Citou a concessão na cidade de Limeira-SP – onde a Foz atua - com um case positivo: “as pessoas constroem suas casas sem caixa d’água com a certeza de que a água não vai faltar”.
Com a palavra, o MPE
Conversamos também com o doutor Luciano Naschenweng, que assumiu, em agosto de 2010, a Promotoria Regional Ambiental da Bacia Hidrogrâfica do Rio Itajaí. O Ministério Público Estadual tem um programa institucional do saneamento básico no qual a “CASAN não ajudou em nada, não acreditou no nosso trabalho”.Por isso, ele arregaçou as mangas e concentrou suas ações no saneamento básico da região. Avocou o inquérito civil do saneamento para si e conversou com os 21 prefeitos da Bacia. Foi um trabalho de formiguinha no qual 20 assinaram TACs. Com exceção do de Blumenau. Por quê?

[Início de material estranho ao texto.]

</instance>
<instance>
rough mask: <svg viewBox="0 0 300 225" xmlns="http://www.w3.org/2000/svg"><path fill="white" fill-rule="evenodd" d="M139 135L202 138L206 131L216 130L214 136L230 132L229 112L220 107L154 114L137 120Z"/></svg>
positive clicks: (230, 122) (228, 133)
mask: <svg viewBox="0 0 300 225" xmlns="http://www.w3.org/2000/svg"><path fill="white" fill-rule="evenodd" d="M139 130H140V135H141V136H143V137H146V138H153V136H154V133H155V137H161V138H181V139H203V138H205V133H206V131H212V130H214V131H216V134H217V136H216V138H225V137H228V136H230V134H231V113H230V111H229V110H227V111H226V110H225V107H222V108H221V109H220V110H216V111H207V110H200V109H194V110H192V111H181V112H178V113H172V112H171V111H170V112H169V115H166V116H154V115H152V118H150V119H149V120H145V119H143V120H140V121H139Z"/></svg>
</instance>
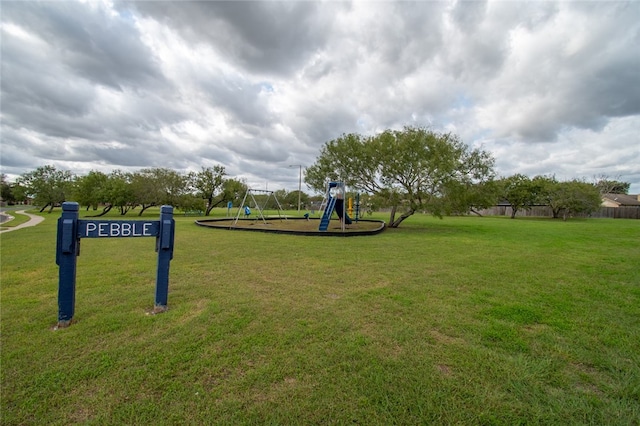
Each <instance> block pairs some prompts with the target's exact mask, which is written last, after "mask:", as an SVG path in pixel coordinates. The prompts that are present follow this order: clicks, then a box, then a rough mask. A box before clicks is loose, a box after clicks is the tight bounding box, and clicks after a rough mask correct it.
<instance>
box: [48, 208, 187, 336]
mask: <svg viewBox="0 0 640 426" xmlns="http://www.w3.org/2000/svg"><path fill="white" fill-rule="evenodd" d="M79 209H80V206H79V205H78V203H75V202H65V203H62V216H61V217H60V219H58V236H57V244H56V264H58V267H59V283H58V327H68V326H69V325H70V324H71V321H72V319H73V314H74V310H75V298H76V265H77V257H78V256H79V255H80V239H81V238H112V237H156V252H157V253H158V269H157V273H156V294H155V306H154V309H153V312H154V313H160V312H164V311H166V310H167V299H168V294H169V265H170V262H171V259H173V241H174V237H175V221H174V220H173V207H171V206H162V207H161V208H160V220H155V221H142V220H84V219H79V218H78V211H79Z"/></svg>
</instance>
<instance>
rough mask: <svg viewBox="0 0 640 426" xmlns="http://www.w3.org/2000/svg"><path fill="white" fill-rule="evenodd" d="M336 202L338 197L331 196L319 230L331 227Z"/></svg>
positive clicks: (321, 220) (324, 212)
mask: <svg viewBox="0 0 640 426" xmlns="http://www.w3.org/2000/svg"><path fill="white" fill-rule="evenodd" d="M335 204H336V198H334V197H331V198H329V202H328V203H327V205H326V207H325V208H324V213H323V214H322V219H321V220H320V227H319V228H318V230H319V231H326V230H327V229H328V228H329V221H330V220H331V215H332V214H333V208H334V206H335Z"/></svg>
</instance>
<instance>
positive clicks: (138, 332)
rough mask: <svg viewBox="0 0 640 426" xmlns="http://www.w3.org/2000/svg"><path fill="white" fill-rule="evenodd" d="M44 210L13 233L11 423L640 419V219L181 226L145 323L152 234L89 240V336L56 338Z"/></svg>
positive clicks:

- o Município é réu em uma ação na Justiça Federal, que trata deste assunto;
- há um processo que pede a anulação do contrato assinado pelo SAMAE com a Foz do Brasil devido a supostas irregularidades apuradas pelo promotor de justiça Gustavo Diaz.
Na época, a principal preocupação de doutor Naschenweng era evitar que a Foz do Brasil começasse a cobrança do tratamento de esgoto antes de ser efetivada a prestação desse serviço.
Atualmente, ele está atuando em Florianópolis, na equipe da Procuradoria-Geral de Justiça.
Conclusão
Blumenau está tentando fazer a coisa certa. Afinal, o Município é responsável pela prestação dos serviços de água e esgoto. E pelos danos ambientais oriundos da falta destes. A responsabilidade é objetiva e pode até implicar cadeia pro prefeito.
Coletar e tratar esgoto são serviços contratados, como outros quaisquer. Regiamente pagos pelo munícipe. Se aquele que assume este encargo não o cumpre, ta na hora de rescindir o contrato. E exigir que sejam contratadas empresas capacitadas para executar os serviços pelos quais pagamos. O tratamento de esgoto é um destes.
Embora Santa Catarina careça de uma proposta política de saneamento básico, não podemos continuar apostando na máxima: “ruim com a CASAN, pior sem ela”.